Truthfully, I was slightly let down in the beginning of the novel. The moment Jake lays his eyes on Cora, he’s immediately infatuated. A few paragraphs later, they’re both internally fighting their inexplicable attraction to each other. Basically, it seemed a lot like instantaneous lust, which I am not particularly fond of. However, the moment Jake and Cora became unlikely companions, it was like the entire dynamic of their relationship made a 180 degree turn and became a raw and engaging romance. I’m fairly certain their relationship both killed me and resurrected me. Multiple times.
I won’t verbalize what I feel, but there are words floating around in my head, in my heart, that tell me that whatever she is to me, it’s more than anyone else has ever been.
Oh my god.
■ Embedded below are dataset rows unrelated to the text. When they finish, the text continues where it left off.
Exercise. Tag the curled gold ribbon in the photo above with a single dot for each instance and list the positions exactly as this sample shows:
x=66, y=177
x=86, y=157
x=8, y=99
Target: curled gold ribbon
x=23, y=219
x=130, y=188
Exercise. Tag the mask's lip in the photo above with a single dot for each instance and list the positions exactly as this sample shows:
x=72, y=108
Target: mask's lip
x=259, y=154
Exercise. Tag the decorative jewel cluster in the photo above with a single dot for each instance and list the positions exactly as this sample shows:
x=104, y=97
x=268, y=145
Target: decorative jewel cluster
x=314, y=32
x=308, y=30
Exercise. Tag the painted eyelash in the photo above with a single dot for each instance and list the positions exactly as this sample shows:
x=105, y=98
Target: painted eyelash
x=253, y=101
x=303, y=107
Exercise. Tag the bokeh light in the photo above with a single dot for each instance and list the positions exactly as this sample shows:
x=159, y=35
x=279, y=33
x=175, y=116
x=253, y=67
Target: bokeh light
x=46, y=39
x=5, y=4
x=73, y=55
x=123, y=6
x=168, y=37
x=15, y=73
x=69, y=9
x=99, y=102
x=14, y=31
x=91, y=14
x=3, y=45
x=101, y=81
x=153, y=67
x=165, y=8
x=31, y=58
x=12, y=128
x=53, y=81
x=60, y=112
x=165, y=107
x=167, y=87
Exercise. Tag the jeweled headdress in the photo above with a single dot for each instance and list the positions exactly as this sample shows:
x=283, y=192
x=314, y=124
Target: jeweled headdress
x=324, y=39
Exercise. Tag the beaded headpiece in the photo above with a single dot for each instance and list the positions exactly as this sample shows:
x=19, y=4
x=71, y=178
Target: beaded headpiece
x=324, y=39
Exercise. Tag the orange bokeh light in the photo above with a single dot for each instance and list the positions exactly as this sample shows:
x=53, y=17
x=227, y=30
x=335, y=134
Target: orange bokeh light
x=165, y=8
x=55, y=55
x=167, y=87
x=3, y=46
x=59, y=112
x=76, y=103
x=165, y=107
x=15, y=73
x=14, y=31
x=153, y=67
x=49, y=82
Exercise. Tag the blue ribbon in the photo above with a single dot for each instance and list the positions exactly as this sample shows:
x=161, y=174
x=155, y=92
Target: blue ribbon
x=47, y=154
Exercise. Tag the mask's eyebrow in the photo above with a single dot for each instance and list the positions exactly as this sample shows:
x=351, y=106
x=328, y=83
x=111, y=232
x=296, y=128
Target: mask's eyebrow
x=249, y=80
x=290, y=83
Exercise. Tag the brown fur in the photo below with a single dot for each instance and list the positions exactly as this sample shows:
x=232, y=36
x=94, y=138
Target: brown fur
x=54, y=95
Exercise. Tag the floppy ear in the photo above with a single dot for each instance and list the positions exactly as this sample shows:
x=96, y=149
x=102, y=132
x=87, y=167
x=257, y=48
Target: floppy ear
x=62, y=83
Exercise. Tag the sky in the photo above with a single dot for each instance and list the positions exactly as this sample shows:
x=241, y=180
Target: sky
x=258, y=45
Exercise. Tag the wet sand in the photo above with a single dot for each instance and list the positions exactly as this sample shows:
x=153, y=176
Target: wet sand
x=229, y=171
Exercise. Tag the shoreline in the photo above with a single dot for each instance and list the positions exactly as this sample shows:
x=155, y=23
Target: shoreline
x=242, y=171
In my opinion, the chemistry between Jake and Cora completely broke the charts. I really, really love the deep level of understanding they had for each other. Also, Jake’s thoughts regarding Cora had me squealing and forgetting to breathe a handful of times. The only thing I didn’t like was how Cora and everyone else kept referring to Jake as “Handsome Jake”. I’m sorry, but it’s a pretty stupid nickname, if you ask me.
The only thought worse than never having Cora is having half of her.
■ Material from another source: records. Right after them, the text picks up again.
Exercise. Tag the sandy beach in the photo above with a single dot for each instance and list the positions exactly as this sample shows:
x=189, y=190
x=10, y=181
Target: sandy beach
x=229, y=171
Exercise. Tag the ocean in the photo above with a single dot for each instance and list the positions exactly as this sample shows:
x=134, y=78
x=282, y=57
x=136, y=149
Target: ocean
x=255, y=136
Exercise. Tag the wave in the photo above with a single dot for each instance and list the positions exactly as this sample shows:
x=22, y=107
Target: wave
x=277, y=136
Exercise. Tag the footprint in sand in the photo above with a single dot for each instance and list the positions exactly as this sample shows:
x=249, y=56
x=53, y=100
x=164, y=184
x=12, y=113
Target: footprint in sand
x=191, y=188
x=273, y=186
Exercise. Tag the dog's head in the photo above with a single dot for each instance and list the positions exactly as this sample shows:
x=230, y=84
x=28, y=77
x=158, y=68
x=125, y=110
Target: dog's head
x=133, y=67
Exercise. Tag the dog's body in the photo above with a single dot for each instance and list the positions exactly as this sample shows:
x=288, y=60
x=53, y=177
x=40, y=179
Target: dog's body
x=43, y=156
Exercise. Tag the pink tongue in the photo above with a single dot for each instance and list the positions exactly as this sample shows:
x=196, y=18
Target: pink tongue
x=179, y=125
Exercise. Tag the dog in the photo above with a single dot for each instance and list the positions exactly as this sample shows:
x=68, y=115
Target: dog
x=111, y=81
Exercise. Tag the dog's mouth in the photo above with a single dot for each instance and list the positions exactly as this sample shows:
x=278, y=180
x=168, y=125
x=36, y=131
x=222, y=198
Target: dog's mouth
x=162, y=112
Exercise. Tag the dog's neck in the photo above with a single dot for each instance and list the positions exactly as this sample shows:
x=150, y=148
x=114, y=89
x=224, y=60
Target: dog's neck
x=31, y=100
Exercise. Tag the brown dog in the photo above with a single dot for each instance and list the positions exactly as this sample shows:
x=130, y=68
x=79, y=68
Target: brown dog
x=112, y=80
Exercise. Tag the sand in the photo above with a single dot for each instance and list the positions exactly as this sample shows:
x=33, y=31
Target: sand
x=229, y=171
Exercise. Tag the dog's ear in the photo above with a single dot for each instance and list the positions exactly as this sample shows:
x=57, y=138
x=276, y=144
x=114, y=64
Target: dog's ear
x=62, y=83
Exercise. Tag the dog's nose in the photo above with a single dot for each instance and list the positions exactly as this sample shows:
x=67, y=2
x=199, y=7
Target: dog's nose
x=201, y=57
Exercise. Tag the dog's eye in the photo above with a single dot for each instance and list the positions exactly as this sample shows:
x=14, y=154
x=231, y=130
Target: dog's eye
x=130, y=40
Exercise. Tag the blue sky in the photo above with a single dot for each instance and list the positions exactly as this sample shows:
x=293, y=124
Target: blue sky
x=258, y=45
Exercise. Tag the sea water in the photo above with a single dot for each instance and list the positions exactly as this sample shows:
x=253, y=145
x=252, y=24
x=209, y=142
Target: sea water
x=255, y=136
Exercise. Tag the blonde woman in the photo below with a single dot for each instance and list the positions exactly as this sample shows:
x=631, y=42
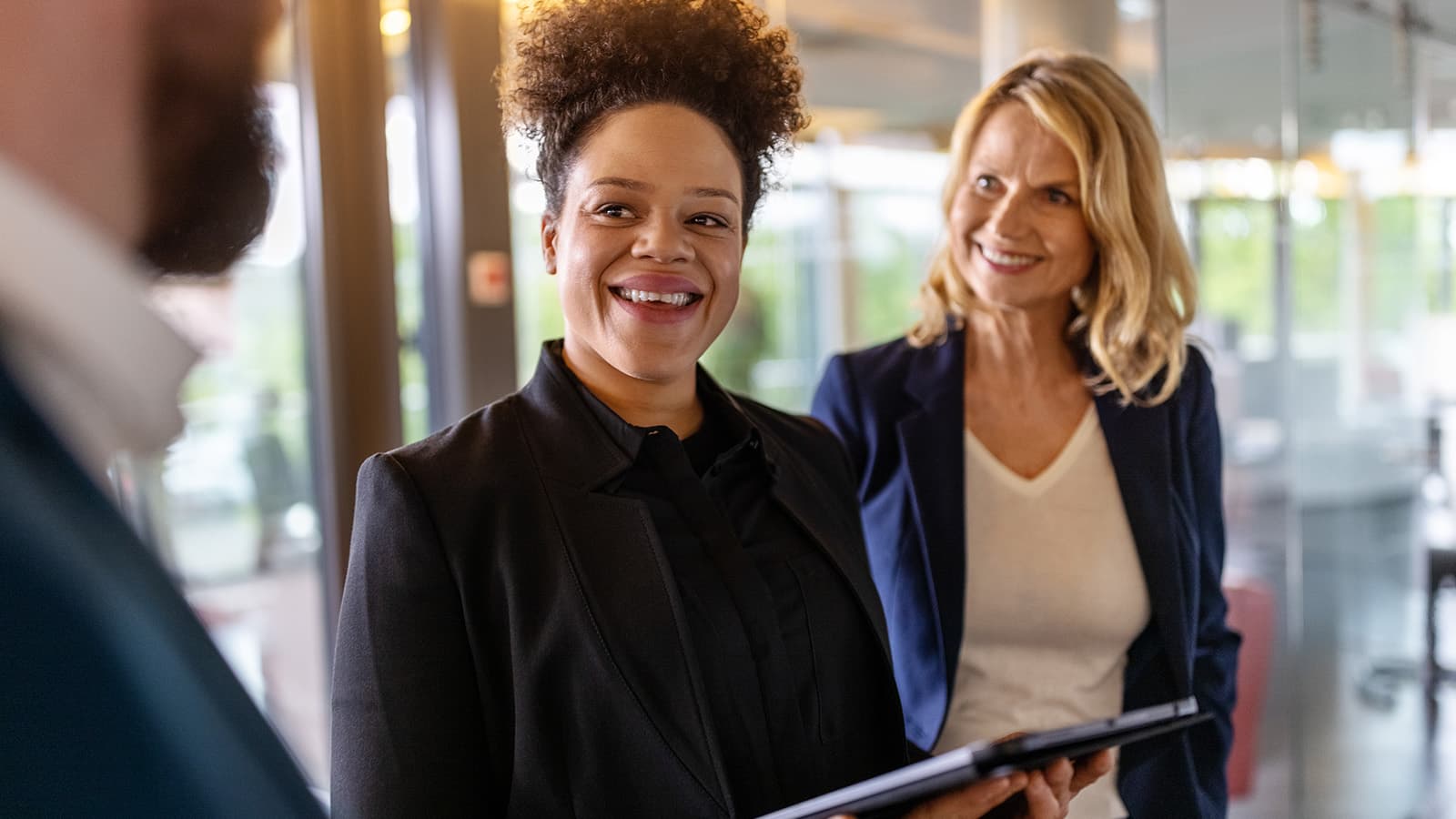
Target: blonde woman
x=1038, y=460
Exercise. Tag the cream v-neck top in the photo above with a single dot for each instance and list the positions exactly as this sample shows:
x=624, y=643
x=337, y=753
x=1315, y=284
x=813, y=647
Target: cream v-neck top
x=1055, y=595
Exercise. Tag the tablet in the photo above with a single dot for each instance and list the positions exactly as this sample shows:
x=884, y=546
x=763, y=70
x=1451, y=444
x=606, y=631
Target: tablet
x=902, y=789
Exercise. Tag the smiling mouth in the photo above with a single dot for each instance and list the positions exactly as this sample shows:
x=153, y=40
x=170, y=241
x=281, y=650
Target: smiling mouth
x=1006, y=259
x=648, y=298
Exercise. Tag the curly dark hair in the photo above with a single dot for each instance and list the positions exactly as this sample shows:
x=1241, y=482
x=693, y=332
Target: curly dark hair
x=579, y=60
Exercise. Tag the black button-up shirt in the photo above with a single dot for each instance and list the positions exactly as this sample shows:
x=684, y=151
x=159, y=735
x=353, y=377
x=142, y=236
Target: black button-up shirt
x=790, y=663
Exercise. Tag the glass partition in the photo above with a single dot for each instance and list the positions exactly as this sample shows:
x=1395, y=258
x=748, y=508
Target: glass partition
x=230, y=504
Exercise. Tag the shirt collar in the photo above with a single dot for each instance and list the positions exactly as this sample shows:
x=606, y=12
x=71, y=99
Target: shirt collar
x=77, y=331
x=717, y=401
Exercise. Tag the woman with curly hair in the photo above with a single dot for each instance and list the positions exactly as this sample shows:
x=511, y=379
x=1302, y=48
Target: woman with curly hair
x=1038, y=460
x=623, y=591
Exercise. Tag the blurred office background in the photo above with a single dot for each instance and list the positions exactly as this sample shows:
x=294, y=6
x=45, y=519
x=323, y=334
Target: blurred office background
x=1310, y=152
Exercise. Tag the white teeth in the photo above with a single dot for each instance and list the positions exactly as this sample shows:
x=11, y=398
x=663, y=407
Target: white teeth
x=1009, y=259
x=674, y=299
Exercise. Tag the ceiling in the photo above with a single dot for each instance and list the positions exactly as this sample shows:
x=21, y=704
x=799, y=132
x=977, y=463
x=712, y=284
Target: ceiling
x=877, y=70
… and for a second I wonder if she’s always been this beautiful, and if she knows just what kind of punch she packs when she’s not even trying.
What I love the most about The Light of Day is the way its story dealt with a number of struggles we frequently face in real life: moving on, letting go, and allowing ourselves to heal. Even more than that, it touched the topic of finding self-worth and overcoming fear. There’s a ringing element of truth in this novel, one that gradually creeps onto our shoulder and makes us realize that yes, it’s been there all along. In addition to this, I also particularly liked the manner in which Kehoe handled the darker content of the novel such as addiction.
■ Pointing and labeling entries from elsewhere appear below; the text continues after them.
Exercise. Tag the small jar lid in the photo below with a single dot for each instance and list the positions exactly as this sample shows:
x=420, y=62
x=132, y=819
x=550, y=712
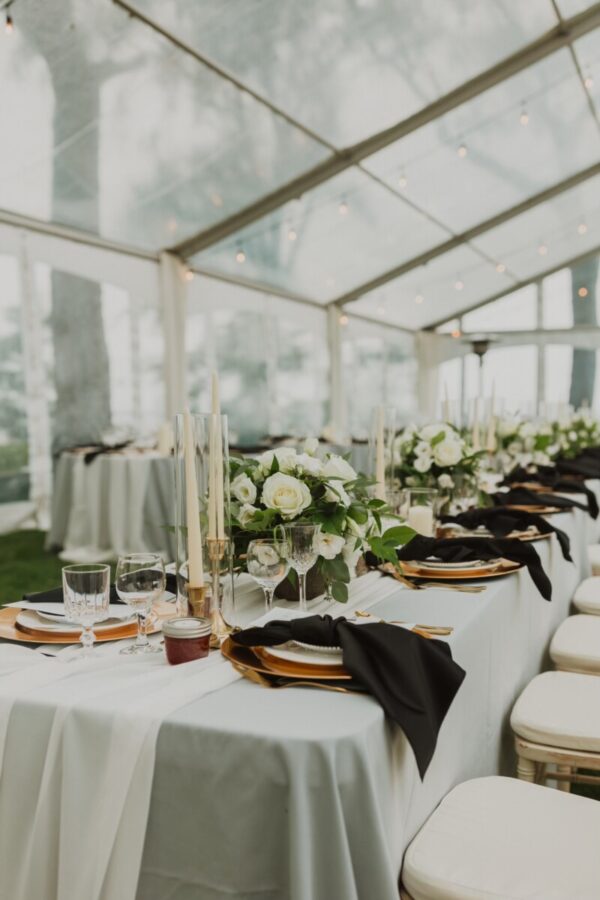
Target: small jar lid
x=187, y=627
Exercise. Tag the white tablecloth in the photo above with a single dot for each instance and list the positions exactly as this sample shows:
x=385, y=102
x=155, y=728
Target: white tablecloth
x=309, y=795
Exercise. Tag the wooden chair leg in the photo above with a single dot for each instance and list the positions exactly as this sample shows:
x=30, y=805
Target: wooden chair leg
x=526, y=769
x=564, y=785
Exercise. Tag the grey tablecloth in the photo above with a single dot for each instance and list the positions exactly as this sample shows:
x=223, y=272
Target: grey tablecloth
x=305, y=795
x=118, y=503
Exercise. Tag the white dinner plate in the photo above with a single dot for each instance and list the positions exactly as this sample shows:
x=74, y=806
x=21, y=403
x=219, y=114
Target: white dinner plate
x=315, y=656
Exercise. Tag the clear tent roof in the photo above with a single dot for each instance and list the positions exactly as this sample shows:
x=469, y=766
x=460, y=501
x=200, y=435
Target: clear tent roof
x=414, y=132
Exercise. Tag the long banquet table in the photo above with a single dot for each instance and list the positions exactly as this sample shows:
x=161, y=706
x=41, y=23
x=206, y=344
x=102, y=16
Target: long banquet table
x=303, y=794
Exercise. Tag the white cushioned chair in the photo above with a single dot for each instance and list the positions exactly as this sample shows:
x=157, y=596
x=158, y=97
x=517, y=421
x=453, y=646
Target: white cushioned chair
x=575, y=646
x=587, y=596
x=594, y=555
x=503, y=839
x=556, y=720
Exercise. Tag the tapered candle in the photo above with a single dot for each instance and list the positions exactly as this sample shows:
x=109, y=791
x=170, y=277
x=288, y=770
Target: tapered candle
x=216, y=494
x=476, y=441
x=192, y=507
x=379, y=456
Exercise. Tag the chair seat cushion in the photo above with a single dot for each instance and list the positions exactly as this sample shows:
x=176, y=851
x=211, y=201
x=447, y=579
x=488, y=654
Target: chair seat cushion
x=508, y=840
x=587, y=596
x=560, y=709
x=594, y=555
x=575, y=646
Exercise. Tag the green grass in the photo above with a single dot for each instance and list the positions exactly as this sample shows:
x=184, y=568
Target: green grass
x=25, y=566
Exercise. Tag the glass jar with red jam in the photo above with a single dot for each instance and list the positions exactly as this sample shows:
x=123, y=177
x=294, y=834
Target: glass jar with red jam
x=186, y=639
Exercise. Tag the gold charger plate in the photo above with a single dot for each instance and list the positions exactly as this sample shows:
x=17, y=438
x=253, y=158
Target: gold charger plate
x=10, y=631
x=506, y=567
x=254, y=660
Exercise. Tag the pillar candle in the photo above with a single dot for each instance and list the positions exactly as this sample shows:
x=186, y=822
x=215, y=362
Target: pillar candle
x=192, y=507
For a while, the hour of oblivion spent inside of someone else seemed worth it, but now I know the truth: the darkness always comes back, no matter how many times we think we can avoid it by ignoring it. We have to work to live in the light, and even then there’s no guarantee of forever.
I’m an alcoholic, but really, I only use that label because it’s the most straightforward and people need a label to understand other people, especially those people who are different. The reality is that most addicts are more than their substance of choice – alchohol is not my weakness, it’s my escape, my crutch to lean on when I don’t want to deal with everything that’s weighing down on me. My weakness is control, fear, self-loathing, my never-ending need for more. More attention, more things, more fun, more love.
Unfortunately, as much as I enjoyed reading, the story and its plot lagged behind every now and then. Sometimes, the pacing became so slow I was forced to set the book down. To be honest, I think I skimmed through numerous paragraphs. Also, I’m confident that the book could have been better. Still, The Light of Day is worth reading.
Excerpt from the book:
“I get that, just as I get how scary this is for you. But you need to know one thing.” He waits until I look at him, and his eyes are blazing and serious as they bore into me. “I’ve slept with other women – some more than once, some once, some I remember, some I don’t. I’ve had one serious relationship that I thought might be forever, and then I lost everything and I didn’t think forever mattered anymore.” Now he rests his weight on his right elbow and brings his left hand up to cup my cheek. “Blue, one glance at you all those months ago showed me that I might not be able to see forever, but I definitely want to see tomorrow if you’re there.”